It seems like every day a new lawsuit is launched, pulling NAR, numerous brokerages, and MLS groups into yet another courtroom battle. As countless copycat suits are filed nationwide, even smaller teams and boutique brokerages have started to become targets. But one real estate franchise might avoid these lawsuits and has seen franchise interest skyrocket in recent months.
This brokerage was founded by Grant and Kelly Clayton in 2015 after having a bad experience with an agent themselves. The couple became agents in 2011 but found themselves pushed by their peers to do and say things that mimicked their bad experience. The founder and CEO, Grant Clayton, states, “We saw a lot of good people that were not big producers and a lot of top producers that were not really good people. The industry immediately rubbed us the wrong way.”
They struggled early on, and it wasn’t until they started pursuing builders and offering them a better deal to list their homes that their business grew. They received a lot of complaints from their peers, but instead of buckling under pressure, they expanded their value proposition to the general public. According to Grant, “We met a lot of people through our new home listings that needed to sell in order to buy, and before we knew it, we were listing homes all over the place, and the referrals started pouring in.” They continued to grow, but so did the backlash, so in 2015, they launched their brokerage to be even bolder.

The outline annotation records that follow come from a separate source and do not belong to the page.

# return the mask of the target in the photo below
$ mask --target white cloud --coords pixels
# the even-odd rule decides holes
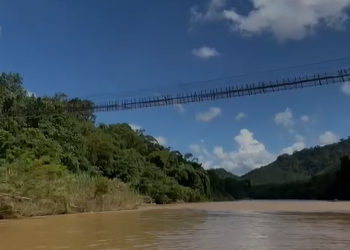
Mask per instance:
[[[285,111],[277,113],[273,119],[276,124],[282,125],[285,127],[293,126],[293,113],[289,108],[286,108]]]
[[[348,19],[350,0],[249,0],[247,15],[225,7],[225,0],[211,0],[205,12],[191,9],[192,25],[205,21],[228,21],[233,31],[243,35],[269,32],[279,41],[301,40],[318,27],[340,29]]]
[[[27,96],[34,96],[34,97],[36,97],[36,94],[34,93],[34,92],[31,92],[31,91],[29,91],[29,90],[26,90],[27,91]]]
[[[293,154],[294,151],[300,151],[300,150],[302,150],[304,148],[306,148],[305,142],[297,141],[292,146],[282,149],[281,153],[282,154],[289,154],[289,155],[291,155],[291,154]]]
[[[142,129],[142,127],[140,125],[137,125],[137,124],[129,124],[129,126],[134,131]]]
[[[186,112],[186,109],[183,107],[182,104],[174,104],[174,107],[181,113],[185,113]]]
[[[307,115],[303,115],[302,117],[300,117],[300,121],[302,121],[302,122],[308,122],[309,120],[310,120],[310,118]]]
[[[319,137],[319,142],[320,145],[328,145],[328,144],[332,144],[335,142],[339,141],[339,138],[337,135],[335,135],[333,132],[331,131],[326,131],[325,133],[321,134]]]
[[[210,154],[203,145],[191,145],[192,152],[200,154],[199,160],[211,163],[210,168],[224,168],[235,174],[244,174],[254,168],[264,166],[276,159],[274,154],[269,153],[264,144],[253,137],[253,133],[242,129],[234,137],[238,150],[225,152],[221,146],[214,147]],[[207,152],[203,154],[202,152]],[[208,167],[208,164],[206,165]]]
[[[305,138],[303,136],[301,136],[301,135],[296,135],[295,136],[295,140],[298,141],[298,142],[302,142],[302,141],[305,140]]]
[[[244,114],[243,112],[240,112],[238,115],[236,115],[235,120],[240,121],[243,118],[245,118],[246,116],[247,116],[246,114]]]
[[[154,139],[156,139],[160,145],[165,146],[167,144],[167,141],[163,136],[155,136]]]
[[[210,108],[207,112],[199,113],[196,116],[196,120],[200,122],[209,122],[214,118],[221,116],[222,111],[220,108]]]
[[[199,58],[210,58],[220,56],[215,48],[201,47],[199,49],[193,49],[192,54]]]
[[[190,150],[193,153],[198,154],[199,156],[202,157],[210,157],[210,153],[208,152],[208,150],[204,147],[204,145],[198,145],[198,144],[191,144],[190,145]]]
[[[341,86],[341,91],[346,95],[350,95],[350,82],[344,82]]]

They founded 1 Percent Lists in 2015 after being shunned by the industry. In 2020, they were named by Inc. 5000 as one of the fastest-growing companies in the nation and one of the 100 fastest veteran-owned companies in the nation in 2022. They have now opened dozens of franchise locations nationwide. Their story of growth and backlash from the industry is one example of why these lawsuits are happening. When explaining the thought process behind it all, Grant states, “I don’t understand why an agent would pay a 40 percent referral for a buyer lead but not charge less to get easier listing leads. A good agent can manage a lot of listings but only a handful of buyers. Being buyer-focused does not scale well. Having a lot of listings scales incredibly well.”
Word spread quickly among the local agents, and no one seemed to like it. Grant says, “So many insults came our way. We were continually told we are bad for the industry, but we as agents are happier and more profitable, and our clients love it.”
The founders of 1 Percent Lists believe that a better value proposition to list homes solves just about every problem in real estate. When asked to explain, Grant states, “Listing homes faster is the key to generating more revenue as an agent and having a bold, clear value proposition is the easiest way to do that. Higher volume makes an agent wiser and more knowledgeable. When you are providing an experienced and more affordable agent, deals tend to chase you.”
When asked why only 1 percent and not a higher fee, Grant states, “Agents spend too much time and money looking for business and not enough time doing business, listing three homes at 1 percent generates far more revenue than listing one home at 3 percent because it creates so many more opportunities. You have to consider the long-term value of a client that is incredibly loyal to you. A lot of those listings turn into buyers, which typically means a much higher fee.” Almost all of their clients offer a buyer’s agent a fee that is within the averages for their market, but their fee is always that same 1 percent.
By 2020, the company had grown to produce nearly 1,000 transactions annually in the New Orleans area, and word began to spread. Others wanted to join in their success, so they started franchising their model. Their company has evolved over time, and their offering to agents has improved as well. 1 Percent Lists offers complimentary tools to all of its agents, such as KvCore, graphic design content creators, video content, training and more. When asked about the changes, Grant states, “Agents typically move to make more money. Many agents think the trick is a better split or cap but really, the best way to ensure higher GCI is to list more houses. Our agents make about 35 percent less per deal, but they do A LOT more deals, which more than makes up for it.”
When asked about the lawsuits and how they affect his company, Grant is optimistic, stating, “We were born out of this industry problem. Every bit of content that we have created highlights those same industry problems. We are a company that is 100 percent consumer-focused and not at all focused on industry norms.”
With the viral spread of lawsuits nationwide and now the involvement of the Department of Justice, many changes are coming to the industry whether we want them or not, and a small number of companies are ahead of the changes that might be coming our way.